Por outro lado, “no ordenamento jurídico português, não existe norma que regule a questão da imunidade jurisdicional dos Estados estrangeiros perante os Tribunais portugueses, problemática que tem de ser apreciada à luz das normas e dos princípios de direito internacional geral ou comum, que, segundo o nº 1 do artigo 8º da Constituição da República Portuguesa, “fazem parte integrante do direito português” (cf. Acórdão do S.T.J. de 4/6/2014, consultado na “internet” em www.dgsi.pt).
Desde logo, há que salientar que o Conselho da Europa não é um órgão governamental de qualquer Estado soberano, nem tem quaisquer funções legislativas ou executivas (na União Europeia as competências no controle e em alterações na legislação são divididas entre o Parlamento e o Conselho da União Europeia, enquanto as tarefas executivas são levadas a cabo pela Comissão Europeia).
Deste modo, não há que aplicar “in casu” a “teoria relativa da imunidade de jurisdição do Estado”, segundo a qual “dela se consideram actualmente excluídos os actos de gestão (respeitantes a actos e contratos privados), apenas sendo considerados actos de imunidade de jurisdição dos estados os praticados sob a denominação de actos de império” (cf.

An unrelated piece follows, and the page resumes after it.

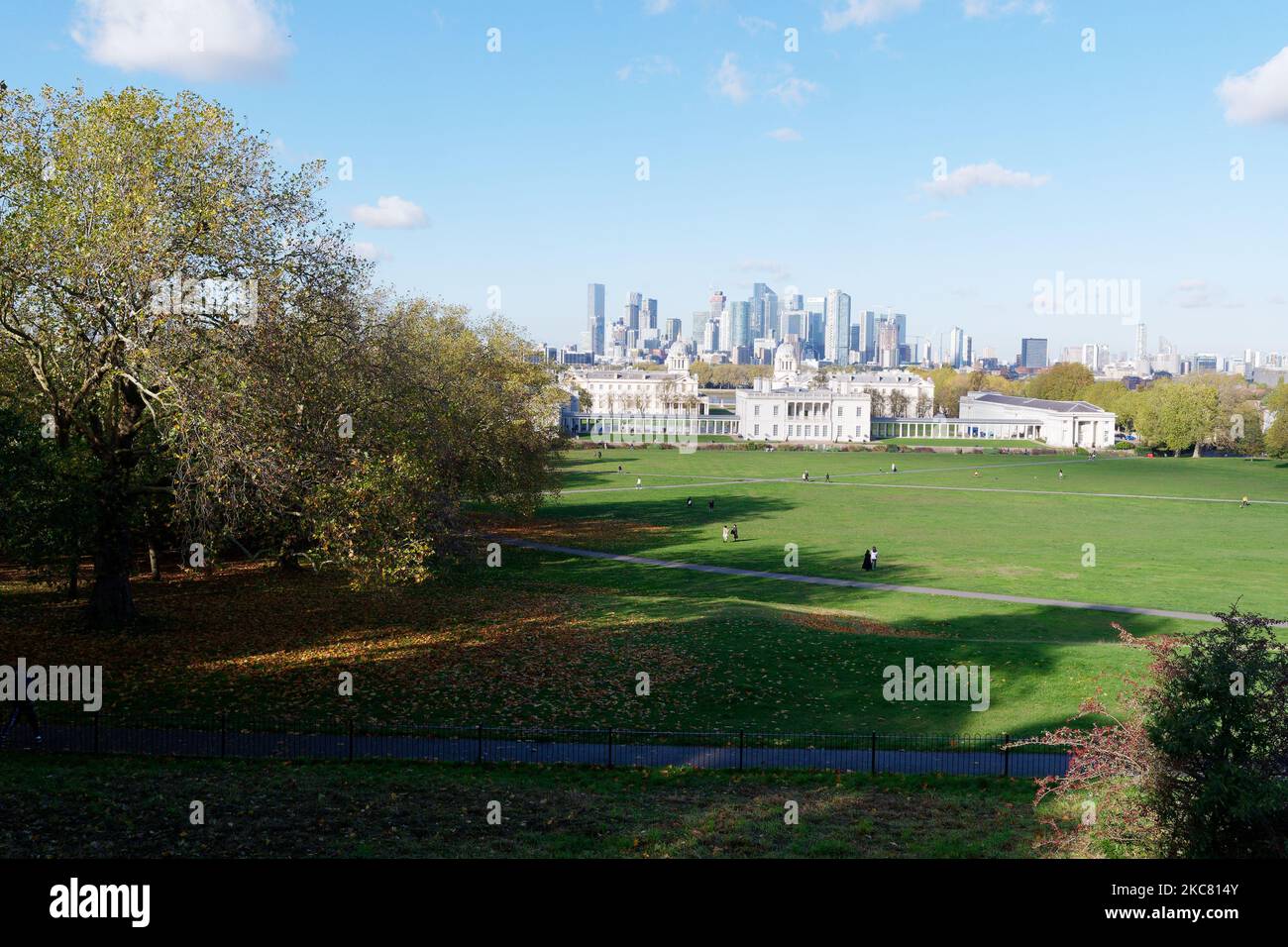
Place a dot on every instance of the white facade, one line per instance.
(1056, 423)
(631, 390)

Acórdão da Relação de Coimbra de 10/5/2016, consultado na “internet” em www.dgsi.pt).
Deste modo, a questão em apreço deverá ser resolvida mediante interpretação dos princípios gerais de Direito Internacional Público sobre a imunidade das Organizações Internacionais.
Ora, no Processo “Associação de Mães da Sbrebrenica e outros v. Estado da Holanda e Nações Unidas” (“Mothers of Sbrebrenica Association et al v. The State of the Netherlands and the United Nations”), que correu termos no Supremo Tribunal dos Países Baixos, e cuja decisão pode ser consultada na “internet” na Base de Dados do CAHDI (Committee of Legal Adviser on Public International Law), em http://www.cahdidatabases.coe.int/Contribution/Details/347, decidiu-se, a propósito da ONU e da imunidade desta organização (tradução do relator do presente Acórdão) :
“(…) a questão é se, como a Associação et al. argumentam, o direito de acesso a um Tribunal independente consagrado no artigo 6º da CEDH e no artigo 14º do PIDCP prevalece sobre essa imunidade.  Com base nos critérios estabelecidos pelo Tribunal Europeu dos Direitos do Homem (TEDH) em Beer e Regan v. Alemanha e Waite e Kennedy v. Alemanha, o Tribunal de apelação examinou a questão de saber se a invocação da imunidade da ONU é compatível com o artigo 6º da CEDH.  Nesse contexto, a primeira coisa que pode ser estabelecida é que a imunidade sirva um objectivo legítimo, ou seja, garantir o bom funcionamento das Organizações Internacionais.  Em resposta à questão de saber se, neste caso, a imunidade é proporcional ao objectivo a ser cumprido, deve-se notar desde o início que a ONU ocupa uma posição especial entre organizações internacionais”.
“A base para a imunidade da ONU (distingue-se da imunidade concedida à funcionários e especialistas que realizam missões para a ONU) é o artigo 105º da Carta e artigo II, § 2 da Convenção.  O Tribunal de recurso estava correto ao interpretar esta última disposição – que é uma concretização do parágrafo 1 do artigo 105º – à luz da artigo 31º da Convenção de Viena sobre o Direito dos Tratados, para significar que a ONU desfruta de imunidade de jurisdição de maior alcance, no sentido de que a ONU não pode ser convocada para comparecer perante qualquer Tribunal nacional nos países que são parte no Convenção”.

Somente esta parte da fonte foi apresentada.